Stay Patient and Persistent
We all have our good points and our bad points. As a result, it’s important to stay patient and persistent when dealing with your students. There will be times when you don’t get your questions answered, or when a student doesn’t seem to be listening to you. At these times, it’s important to remember that students are, in fact, trying to learn from you. They’re trying to figure out how to best approach the material, and they may be trying to understand you better too. Keep in mind that students are always learning. No two students are ever going to respond the same way. If you ask them the same question over and over again and get nowhere, it may be because they don’t understand the question properly. At the end of the day, you’re the one trying to learn from your students, so keep trying and keep patient.
Negotiate Any Issues with Your Students
Sometimes you just have to put your foot down and talk to your students like adults. This doesn’t mean that you have to be critical or that you have to be confrontational. It simply means that you have to be serious about the issue at hand, and that you won’t take things lightly. If you have a problem with a student who isn’t being cooperative, try to negotiate the issue with them first. This could save you from having a serious problem down the road. If you feel that a problem cannot be solved, say so. You don’t have to “ruin your career” or “set a bad example for your students” by being publicly confrontational. Simply say that you don’t think the issue can be solved, and move on.
Take Regular Breaks and Exercise
Although we all love to see our students succeed, it’s important to take regular breaks and get active. It’s better for your health and helps you stay focused. If you’re dealing with a lot of overtime, you may want to consider changing your schedule. There are plenty of clinics and groups on campus that have early morning and evening meetings that you could join if you wanted to get away from it all. Make sure to take care of yourself, too. You need to take care of your body so that you can function well during your shifts, and provide for your family.
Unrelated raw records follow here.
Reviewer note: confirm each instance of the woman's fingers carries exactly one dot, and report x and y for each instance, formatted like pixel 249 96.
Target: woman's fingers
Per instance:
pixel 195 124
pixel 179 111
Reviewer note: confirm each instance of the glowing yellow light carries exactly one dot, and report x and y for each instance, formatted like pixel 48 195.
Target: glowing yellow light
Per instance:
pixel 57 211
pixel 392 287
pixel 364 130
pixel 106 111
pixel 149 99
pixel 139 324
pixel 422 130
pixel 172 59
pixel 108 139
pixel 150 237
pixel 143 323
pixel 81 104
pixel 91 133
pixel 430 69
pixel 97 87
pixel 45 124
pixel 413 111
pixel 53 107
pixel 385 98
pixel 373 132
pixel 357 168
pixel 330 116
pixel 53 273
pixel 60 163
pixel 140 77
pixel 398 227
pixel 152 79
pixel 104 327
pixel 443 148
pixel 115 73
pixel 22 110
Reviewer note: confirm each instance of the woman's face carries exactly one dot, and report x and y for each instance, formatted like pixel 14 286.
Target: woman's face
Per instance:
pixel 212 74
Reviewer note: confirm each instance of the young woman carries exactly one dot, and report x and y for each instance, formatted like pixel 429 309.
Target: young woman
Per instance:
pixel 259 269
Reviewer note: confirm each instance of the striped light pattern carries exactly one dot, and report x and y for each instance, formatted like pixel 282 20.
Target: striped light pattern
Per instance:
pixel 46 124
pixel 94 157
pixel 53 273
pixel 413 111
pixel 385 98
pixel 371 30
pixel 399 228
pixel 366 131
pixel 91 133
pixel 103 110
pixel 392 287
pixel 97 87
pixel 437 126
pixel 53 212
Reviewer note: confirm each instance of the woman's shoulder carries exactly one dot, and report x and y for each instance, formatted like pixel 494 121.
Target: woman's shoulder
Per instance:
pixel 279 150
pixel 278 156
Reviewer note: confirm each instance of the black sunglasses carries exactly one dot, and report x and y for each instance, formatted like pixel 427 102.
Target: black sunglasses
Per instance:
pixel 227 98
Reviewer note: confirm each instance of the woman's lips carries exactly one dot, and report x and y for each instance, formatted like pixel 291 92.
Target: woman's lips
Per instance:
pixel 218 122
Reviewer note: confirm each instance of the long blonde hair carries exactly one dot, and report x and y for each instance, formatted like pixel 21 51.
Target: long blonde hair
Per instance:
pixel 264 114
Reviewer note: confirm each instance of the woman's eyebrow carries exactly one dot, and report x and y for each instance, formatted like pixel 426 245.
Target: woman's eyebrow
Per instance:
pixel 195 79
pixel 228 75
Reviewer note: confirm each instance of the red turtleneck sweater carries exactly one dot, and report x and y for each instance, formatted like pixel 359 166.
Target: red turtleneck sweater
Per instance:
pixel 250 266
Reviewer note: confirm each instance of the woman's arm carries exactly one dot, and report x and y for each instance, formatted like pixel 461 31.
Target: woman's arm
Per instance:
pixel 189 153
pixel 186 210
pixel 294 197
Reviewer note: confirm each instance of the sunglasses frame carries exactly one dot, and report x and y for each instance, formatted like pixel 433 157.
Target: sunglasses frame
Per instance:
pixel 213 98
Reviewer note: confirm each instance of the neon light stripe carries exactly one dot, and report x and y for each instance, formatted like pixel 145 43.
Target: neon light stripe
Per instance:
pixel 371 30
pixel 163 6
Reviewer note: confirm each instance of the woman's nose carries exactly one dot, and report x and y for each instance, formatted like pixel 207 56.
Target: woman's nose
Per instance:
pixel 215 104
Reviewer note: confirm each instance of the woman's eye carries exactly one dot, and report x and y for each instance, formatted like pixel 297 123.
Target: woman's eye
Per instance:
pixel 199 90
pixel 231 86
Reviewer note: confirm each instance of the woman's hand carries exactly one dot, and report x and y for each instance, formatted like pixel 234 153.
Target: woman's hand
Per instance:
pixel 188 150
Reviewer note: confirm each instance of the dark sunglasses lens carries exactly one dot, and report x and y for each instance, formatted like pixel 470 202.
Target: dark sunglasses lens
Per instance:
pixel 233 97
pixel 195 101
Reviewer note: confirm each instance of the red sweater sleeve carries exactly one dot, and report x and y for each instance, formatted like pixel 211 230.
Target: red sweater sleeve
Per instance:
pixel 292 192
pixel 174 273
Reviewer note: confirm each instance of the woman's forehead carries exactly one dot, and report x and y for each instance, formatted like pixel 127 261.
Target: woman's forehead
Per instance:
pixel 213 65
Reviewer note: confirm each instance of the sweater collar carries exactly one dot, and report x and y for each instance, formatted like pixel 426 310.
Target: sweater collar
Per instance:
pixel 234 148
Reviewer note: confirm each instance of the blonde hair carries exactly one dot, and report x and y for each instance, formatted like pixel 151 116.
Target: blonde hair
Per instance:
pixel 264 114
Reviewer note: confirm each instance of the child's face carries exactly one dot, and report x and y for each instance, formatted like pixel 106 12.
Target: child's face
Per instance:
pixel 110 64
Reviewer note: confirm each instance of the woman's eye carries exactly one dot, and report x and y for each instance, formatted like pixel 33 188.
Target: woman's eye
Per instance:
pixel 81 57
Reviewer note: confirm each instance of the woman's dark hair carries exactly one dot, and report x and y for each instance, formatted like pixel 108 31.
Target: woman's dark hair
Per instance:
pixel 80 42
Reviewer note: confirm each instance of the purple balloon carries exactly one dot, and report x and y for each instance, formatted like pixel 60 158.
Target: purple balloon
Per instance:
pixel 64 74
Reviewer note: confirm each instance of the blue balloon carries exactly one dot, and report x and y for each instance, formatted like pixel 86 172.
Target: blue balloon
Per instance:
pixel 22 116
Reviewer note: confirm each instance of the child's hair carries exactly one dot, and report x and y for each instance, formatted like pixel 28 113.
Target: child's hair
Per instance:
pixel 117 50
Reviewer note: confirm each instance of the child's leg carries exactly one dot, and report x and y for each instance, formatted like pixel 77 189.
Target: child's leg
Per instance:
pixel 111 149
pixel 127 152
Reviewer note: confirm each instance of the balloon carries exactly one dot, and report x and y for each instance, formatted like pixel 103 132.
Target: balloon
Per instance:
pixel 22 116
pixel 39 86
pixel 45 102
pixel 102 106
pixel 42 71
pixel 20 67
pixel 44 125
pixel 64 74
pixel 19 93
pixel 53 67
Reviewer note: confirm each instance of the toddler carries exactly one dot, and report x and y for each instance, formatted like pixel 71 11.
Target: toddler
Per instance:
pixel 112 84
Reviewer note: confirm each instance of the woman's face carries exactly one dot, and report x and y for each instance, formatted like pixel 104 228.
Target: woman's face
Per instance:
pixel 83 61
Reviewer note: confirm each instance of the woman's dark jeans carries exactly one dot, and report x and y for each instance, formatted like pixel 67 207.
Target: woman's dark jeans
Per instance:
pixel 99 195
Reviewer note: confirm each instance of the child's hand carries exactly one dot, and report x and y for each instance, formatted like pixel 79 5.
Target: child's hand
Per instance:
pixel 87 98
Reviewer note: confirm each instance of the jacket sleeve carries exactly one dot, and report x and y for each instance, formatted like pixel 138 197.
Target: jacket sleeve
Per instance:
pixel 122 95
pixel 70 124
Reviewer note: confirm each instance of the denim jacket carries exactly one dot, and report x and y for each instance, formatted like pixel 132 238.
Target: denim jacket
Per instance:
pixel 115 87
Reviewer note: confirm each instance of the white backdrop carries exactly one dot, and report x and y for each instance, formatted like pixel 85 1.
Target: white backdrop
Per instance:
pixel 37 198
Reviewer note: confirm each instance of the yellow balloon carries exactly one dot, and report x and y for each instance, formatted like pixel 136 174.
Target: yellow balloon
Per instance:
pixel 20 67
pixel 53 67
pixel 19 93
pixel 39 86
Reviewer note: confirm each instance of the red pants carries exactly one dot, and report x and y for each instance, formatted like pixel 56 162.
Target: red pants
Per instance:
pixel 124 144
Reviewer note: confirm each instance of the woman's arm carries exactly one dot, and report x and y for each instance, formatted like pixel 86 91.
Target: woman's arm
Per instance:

As a college student, you’re always looking for ways to improve your grades and get into the best possible graduate school. Teaching is a great way to show your students how much you care, and to put your knowledge to work for them. The hardest part of being a professor is definitely the beginning. You have no idea how your career will turn out, and how long you’ll be able to do this. There are definitely challenges in being a professor, but there’s also a lot of satisfaction in knowing that you’re making an impact on the lives of your students.